Dinner Money
Summer months, redolant with humidity and mosquitoes, occasionally require a bit of indulgence. In my husband’s imagination, this indulgence expresses itself in the sleek lines of a grill. You’ve reached financial bliss when you have a grill, and our grill-less state indicates otherwise. Of course, the reality of a small NYC apartment dictates that we instead dubiously approach the public grills in local parks, light our briquets, and pray that any nastiness will burn away before we get around to cooking.
It seems to me that the American dream could be summed up in a grill. We don’t want to share, we want our own. And we want our own to be shiny, beautiful, and very, very powerful. Not the little 4 cylinder toys that get reasonable gas mileage, but an 8 cylinder monstrosity that requires a small herd of animals to die just so that it’s grill racks can be filled with an abundance that will strike envy and fear into the hearts of all our neighbors. (feeling a bit cynical tonight, are we?) It’s funny how we use money to make statements about ourselves, be it the Stuart Weitzman stiletto platforms I dream about (because they say I am confident, pampered, and don’t actually need to walk anywhere?), or the can of cavier that makes someone’s favorite foods list (which says, at least to me as onlooker, ”I know food, and have enough experience to distinguish exquisite cavier from boring roe”). Ah, we are shallow occasionally, all of us in our cravings.

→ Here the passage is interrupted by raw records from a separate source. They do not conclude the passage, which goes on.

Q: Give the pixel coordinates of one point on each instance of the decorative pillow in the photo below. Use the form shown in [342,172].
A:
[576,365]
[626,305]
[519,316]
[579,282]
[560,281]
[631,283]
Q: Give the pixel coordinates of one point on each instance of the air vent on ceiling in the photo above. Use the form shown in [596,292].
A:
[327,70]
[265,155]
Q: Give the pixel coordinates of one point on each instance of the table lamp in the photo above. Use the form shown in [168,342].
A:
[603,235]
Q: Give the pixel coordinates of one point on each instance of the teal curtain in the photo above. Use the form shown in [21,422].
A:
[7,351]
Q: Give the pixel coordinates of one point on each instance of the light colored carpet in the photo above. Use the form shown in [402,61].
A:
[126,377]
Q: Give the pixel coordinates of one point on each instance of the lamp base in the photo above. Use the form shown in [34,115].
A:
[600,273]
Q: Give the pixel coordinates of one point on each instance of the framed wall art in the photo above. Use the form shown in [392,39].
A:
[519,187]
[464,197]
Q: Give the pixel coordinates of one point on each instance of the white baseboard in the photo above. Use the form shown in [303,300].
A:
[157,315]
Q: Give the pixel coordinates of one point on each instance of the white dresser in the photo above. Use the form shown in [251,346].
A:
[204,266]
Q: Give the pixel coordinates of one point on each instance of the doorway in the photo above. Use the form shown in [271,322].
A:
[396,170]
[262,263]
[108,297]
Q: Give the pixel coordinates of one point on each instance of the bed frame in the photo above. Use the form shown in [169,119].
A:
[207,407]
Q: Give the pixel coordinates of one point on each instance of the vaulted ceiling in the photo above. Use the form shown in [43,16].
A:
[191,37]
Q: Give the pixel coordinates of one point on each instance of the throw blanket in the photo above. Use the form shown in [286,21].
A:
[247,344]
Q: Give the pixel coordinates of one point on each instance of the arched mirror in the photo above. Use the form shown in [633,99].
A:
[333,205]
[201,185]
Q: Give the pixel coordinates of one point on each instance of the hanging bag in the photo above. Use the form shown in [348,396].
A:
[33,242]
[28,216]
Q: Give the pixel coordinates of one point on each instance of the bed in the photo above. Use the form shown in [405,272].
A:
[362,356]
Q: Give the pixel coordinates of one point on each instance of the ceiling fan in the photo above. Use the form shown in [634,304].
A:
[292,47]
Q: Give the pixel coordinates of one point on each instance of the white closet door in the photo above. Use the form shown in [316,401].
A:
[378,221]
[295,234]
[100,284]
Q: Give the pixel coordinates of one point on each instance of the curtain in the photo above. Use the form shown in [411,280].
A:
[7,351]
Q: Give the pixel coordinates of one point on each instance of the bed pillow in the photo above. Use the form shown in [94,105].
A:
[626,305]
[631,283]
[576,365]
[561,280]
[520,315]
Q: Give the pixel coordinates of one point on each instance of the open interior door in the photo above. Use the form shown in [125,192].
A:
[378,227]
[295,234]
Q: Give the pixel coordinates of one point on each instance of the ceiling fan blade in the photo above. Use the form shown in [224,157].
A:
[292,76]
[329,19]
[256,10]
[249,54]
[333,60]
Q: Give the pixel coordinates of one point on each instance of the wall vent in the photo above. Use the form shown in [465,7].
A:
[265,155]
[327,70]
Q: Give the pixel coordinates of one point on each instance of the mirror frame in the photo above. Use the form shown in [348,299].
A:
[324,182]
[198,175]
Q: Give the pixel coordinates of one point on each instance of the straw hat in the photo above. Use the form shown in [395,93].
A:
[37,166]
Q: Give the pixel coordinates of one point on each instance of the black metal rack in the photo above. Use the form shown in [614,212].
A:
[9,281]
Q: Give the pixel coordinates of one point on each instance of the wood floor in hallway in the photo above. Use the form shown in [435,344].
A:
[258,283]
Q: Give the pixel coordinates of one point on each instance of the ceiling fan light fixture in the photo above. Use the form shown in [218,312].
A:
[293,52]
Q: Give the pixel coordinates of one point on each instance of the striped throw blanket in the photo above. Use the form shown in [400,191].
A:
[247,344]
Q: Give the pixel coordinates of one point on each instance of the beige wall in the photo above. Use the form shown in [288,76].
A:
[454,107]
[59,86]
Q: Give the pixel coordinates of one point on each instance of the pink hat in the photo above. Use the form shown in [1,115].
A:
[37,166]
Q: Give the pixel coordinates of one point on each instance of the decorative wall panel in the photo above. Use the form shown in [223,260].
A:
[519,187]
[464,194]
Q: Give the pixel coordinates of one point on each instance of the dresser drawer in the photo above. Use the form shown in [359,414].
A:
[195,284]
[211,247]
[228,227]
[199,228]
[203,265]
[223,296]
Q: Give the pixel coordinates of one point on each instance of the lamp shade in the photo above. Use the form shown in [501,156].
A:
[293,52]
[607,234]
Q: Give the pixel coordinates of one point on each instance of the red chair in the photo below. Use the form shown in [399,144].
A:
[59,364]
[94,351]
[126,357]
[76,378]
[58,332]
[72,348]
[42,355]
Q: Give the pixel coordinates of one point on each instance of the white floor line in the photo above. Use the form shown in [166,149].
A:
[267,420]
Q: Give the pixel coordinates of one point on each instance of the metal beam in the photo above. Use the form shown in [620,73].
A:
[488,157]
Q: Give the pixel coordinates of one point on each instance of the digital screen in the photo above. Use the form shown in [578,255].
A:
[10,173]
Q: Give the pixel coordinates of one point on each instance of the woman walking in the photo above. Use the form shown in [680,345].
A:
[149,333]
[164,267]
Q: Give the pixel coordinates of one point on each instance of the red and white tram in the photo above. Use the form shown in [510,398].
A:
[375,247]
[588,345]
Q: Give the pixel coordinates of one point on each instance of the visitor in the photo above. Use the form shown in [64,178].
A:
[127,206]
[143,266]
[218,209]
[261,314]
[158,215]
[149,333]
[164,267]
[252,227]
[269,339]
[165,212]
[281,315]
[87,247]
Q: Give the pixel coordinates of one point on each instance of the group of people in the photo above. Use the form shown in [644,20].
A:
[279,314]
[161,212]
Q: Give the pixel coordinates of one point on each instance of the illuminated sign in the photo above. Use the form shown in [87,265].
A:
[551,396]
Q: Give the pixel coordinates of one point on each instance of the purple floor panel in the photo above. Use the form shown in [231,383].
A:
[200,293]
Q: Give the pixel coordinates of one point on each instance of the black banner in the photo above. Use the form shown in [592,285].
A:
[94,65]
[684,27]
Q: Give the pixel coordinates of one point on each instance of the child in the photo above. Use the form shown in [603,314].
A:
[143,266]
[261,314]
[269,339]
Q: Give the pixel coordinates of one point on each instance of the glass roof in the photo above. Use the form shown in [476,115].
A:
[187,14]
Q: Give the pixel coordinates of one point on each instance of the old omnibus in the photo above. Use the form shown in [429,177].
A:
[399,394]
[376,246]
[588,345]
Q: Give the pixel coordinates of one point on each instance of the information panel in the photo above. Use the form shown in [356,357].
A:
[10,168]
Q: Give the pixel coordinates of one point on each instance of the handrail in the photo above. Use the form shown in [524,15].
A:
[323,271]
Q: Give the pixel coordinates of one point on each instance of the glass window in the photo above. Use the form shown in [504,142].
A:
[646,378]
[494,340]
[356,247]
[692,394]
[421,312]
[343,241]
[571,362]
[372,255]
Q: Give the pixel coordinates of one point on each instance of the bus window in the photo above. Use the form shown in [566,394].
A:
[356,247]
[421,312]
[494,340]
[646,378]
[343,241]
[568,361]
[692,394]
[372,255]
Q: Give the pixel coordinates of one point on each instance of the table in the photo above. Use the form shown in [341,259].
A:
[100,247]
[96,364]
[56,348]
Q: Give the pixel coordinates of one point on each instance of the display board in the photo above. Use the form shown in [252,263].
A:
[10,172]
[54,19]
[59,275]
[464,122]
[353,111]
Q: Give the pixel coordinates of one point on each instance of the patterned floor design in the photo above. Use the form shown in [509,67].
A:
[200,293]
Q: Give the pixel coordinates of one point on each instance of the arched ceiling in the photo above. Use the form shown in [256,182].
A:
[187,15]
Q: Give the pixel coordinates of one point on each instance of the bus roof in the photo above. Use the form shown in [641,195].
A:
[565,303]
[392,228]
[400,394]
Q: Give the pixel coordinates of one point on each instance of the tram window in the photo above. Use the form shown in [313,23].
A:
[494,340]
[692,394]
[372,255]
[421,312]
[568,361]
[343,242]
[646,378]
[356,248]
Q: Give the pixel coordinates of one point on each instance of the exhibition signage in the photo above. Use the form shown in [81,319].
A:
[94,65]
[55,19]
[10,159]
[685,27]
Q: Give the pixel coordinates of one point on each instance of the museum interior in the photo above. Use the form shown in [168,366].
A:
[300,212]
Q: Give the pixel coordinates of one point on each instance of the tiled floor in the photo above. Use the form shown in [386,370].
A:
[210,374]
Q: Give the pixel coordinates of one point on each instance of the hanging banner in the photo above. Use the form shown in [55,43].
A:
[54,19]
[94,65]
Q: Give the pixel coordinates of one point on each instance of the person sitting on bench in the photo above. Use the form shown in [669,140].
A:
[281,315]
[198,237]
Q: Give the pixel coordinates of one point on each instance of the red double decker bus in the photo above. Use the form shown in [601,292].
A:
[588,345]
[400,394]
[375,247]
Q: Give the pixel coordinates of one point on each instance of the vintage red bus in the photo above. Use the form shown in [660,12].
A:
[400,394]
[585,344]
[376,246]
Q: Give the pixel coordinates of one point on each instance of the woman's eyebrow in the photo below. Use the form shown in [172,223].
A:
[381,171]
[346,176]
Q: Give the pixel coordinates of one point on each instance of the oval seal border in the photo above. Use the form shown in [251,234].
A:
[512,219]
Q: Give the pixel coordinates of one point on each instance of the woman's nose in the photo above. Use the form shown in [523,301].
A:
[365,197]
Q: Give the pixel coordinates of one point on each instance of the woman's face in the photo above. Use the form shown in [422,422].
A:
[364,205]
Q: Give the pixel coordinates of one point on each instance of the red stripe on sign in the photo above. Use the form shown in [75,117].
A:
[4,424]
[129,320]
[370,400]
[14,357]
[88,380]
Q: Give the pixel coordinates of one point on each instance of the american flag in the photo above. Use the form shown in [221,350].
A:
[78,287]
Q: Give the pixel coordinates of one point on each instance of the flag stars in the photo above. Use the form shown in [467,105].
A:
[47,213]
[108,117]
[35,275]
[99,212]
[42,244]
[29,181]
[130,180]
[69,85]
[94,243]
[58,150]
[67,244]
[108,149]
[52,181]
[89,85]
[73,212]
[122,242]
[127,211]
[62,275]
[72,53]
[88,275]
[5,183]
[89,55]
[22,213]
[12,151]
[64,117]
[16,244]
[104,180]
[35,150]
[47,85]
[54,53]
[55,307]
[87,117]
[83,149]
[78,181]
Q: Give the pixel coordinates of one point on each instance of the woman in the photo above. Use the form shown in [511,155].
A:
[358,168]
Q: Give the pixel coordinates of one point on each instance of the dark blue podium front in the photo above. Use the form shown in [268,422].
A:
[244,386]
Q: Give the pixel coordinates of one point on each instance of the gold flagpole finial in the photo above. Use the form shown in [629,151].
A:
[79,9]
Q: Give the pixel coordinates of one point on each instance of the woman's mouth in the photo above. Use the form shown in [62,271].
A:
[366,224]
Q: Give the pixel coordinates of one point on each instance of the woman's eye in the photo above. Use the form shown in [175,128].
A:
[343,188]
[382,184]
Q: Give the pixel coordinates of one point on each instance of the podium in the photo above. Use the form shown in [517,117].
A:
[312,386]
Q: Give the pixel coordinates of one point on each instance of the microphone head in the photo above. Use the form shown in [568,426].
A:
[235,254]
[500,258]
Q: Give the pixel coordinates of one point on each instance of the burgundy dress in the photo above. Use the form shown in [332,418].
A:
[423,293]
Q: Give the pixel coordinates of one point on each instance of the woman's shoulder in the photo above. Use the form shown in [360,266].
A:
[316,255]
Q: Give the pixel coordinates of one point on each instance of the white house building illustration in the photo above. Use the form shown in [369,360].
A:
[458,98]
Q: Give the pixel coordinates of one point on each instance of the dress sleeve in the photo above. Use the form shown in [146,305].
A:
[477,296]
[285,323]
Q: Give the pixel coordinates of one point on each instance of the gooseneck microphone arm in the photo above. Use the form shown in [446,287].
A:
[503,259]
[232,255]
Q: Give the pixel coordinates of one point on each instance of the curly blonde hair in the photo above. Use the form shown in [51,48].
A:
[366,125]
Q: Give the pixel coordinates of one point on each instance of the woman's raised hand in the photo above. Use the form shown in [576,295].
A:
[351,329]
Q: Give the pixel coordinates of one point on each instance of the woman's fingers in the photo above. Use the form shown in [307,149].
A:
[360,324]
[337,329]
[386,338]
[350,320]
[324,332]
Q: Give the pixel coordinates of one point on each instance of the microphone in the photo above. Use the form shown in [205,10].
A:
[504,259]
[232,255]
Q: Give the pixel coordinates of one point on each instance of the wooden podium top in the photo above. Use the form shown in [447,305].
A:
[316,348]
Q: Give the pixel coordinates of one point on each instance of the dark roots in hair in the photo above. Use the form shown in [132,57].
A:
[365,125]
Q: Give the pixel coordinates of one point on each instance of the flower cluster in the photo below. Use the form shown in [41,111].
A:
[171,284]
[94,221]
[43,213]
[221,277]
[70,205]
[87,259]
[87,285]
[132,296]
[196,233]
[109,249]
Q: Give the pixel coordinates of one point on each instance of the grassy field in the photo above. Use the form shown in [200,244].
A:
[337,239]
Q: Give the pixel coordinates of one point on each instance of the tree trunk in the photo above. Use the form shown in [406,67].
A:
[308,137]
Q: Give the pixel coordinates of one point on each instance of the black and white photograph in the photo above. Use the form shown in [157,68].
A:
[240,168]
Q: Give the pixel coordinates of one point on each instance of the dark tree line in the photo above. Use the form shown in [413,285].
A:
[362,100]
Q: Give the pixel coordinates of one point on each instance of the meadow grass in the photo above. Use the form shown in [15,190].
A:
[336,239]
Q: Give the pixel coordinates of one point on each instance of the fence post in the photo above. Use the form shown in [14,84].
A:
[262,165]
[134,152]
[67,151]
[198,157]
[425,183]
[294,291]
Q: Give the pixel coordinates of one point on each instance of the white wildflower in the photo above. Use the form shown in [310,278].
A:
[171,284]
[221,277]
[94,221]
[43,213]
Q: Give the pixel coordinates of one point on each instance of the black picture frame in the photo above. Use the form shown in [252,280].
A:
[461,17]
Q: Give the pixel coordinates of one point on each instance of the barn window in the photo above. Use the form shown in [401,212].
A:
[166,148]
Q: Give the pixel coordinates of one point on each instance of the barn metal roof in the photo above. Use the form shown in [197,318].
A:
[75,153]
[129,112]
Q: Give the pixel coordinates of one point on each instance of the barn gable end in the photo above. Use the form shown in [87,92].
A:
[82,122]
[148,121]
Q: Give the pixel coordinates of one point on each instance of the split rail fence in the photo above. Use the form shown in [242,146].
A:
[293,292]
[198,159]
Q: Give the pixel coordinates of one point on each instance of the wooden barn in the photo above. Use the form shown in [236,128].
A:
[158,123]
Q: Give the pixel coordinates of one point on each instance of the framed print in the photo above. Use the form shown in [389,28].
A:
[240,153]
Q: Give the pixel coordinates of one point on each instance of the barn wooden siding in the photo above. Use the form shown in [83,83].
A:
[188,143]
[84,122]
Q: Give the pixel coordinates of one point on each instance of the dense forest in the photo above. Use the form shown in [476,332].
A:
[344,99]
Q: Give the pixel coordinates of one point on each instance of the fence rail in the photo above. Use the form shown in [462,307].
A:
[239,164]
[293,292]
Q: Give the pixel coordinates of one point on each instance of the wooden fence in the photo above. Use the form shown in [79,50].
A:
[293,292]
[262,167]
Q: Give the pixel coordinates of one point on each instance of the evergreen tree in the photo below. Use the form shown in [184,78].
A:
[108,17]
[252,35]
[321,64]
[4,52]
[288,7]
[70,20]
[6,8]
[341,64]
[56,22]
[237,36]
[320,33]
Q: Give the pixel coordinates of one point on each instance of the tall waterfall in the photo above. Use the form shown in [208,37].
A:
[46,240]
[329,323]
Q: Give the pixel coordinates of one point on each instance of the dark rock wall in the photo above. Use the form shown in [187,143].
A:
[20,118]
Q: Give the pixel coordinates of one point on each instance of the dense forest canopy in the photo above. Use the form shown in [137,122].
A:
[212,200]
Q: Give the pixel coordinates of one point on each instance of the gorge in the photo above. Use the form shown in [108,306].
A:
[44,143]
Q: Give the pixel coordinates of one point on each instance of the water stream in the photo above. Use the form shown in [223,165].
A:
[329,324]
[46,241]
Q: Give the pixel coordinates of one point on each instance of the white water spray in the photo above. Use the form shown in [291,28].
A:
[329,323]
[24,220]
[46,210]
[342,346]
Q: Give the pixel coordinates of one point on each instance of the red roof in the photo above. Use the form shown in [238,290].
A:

To support that imaginary world, where grilled food flows freely, we spent $28 (credit card) to purchase italian sausage, rolls, bbq sauce and charcoal. All so we could enjoy a bit of time outside with a group of aquaintances/friends (which are we?)/ fellow interns, throw about a frisbee and football, and laugh about the horrible effects of excessive inulin intake on the human digestive track.